Medco Dukung Kebijakan Gross Split pada Blok Migas

Pernyataan Hilmi tersebut berbeda dengan penjelasannya yang dimuat Katadata, Kamis (3/8). Ia menganggap lelang blok migas yang menggunakan skema gross split kurang menarik.
Anggita Rezki Amelia
4 Agustus 2017, 18:18
Medco
Arief Kamaludin|KATADATA

PT Medco Energi Internasional Tbk (MedcoEnergi) berkomitmen selalu mendukung berbagai kebijakan pemerintah untuk memanfaatkan sumber daya alam. Salah satunya adalah Peraturan Menteri Energi dan Sumber Daya Mineral (ESDM) No.8/2017 tentang penerapan skema gross split bagi blok-blok minyak dan gas bumi (migas). 

Presiden Direktur MedcoEnergi meyakini penerapan gross split berangkat dari niat baik pemerintah, yaitu menyelesaikan masalah cost recovery dan birokrasi yang dinilai lebih kompleks pada model Production Sharing Contract (PSC) regular. "Skema gross split akan menguntungkan kedua belah pihak, yaitu pemerintah dan pelaku industri (kontraktor)," katanya dalam siaran pers Medco, Jumat (4/8).

(Baca: Medco Nilai Lelang Blok Migas Pakai Skema Gross Split Tak Menarik)

Pemerintah akan diuntungkan karena tidak ada lagi cost recovery yang selama ini sering menjadi polemik. Sementara kontraktor akan diuntungkan karena lebih leluasa melakukan upaya-upaya efisiensi sehingga pelaksanaan proyek menjadi lebih efisien dan cepat.

Namun, Hilmi juga memberikan masukan bahwa penerapan kebijakan gross split sebaiknya bersifat fleksibel.; Jadi, penerapannya mempertimbangkan kondisi lapangan migas sehingga keekonomian lapangan tetap menarik untuk dikembangkan.

Hal ini diungkapkan Hilmi Panigoro untuk meluruskan pernyataannya yang ditulis oleh KataData.co.id, Kamis, (3/8), pukul 12.14 WIB dengan judul: Medco Nilai Lelang Blok Migas Pakai Skema Gross Split Tak Menarik.

Pernyataan Hilmi tersebut berbeda dengan penjelasannya yang dimuat Katadata,  Kamis (3/8). Ia menganggap lelang blok migas yang menggunakan skema gross split kurang menarik.

Alasannya, pengembalian investasi dengan skema tersebut lebih lama dibandingkan kontrak bagi hasil konvensional. Apalagi, untuk blok yang masih berstatus eksplorasi.

Dengan skema kontrak bagi hasil konvensional, setelah blok melalui masa eksplorasi dan masuk produksi, kontraktor bisa mendapatkan bagi hasil migas 80% sampai modal kembali. Setelah modal kembali, barulah bagi hasil turun menjadi 15% untuk minyak dan 35% gas bumi.

(Baca: Medco Anggap Sistem Gross Split Tak Ekonomis di Beberapa Bloknya)

Hal tersebut berbeda dengan skema gross split yang sudah dipatok di awal kontraktor mendapat 43% dan variabel tambahan lainnya.  Hal tersebut membuat kontraktor enggan melakukan eksplorasi karena pengembalian lama.

Alhasil, lelang blok migas yang masih berstatus ekplorasi dan menggunakan skema gross split tidak akan menarik.  “Iya (belum menarik). Gross split kalau untuk eksplorasi agak berat,” kata Hilmi usai acara IIGCE, Jakarta, Rabu (2/8).

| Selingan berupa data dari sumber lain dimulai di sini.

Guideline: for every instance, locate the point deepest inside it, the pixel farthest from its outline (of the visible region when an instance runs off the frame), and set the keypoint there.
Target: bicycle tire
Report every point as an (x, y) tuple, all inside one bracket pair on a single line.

Kondisi tersebut juga diperburuk dengan rendahnya harga minyak dunia. Dengan harga minyak yang masih berada di kisaran US$ 50 per barel, membuat kontraktor enggan melakukan eksplorasi dan memilih yang risikonya rendah.

(Baca: Dana Kontraktor Minim, Realisasi Pengeboran Migas di Bawah Target)

Di sisi lain, menurut Hilmi, pelaku industri masih menunggu aturan insentif pajak gross split. “Kami tunggu lah semoga menarik. Investor itu sebenarnya simple, kalau return menarik kami akan berlomba-lomba,” ujar dia.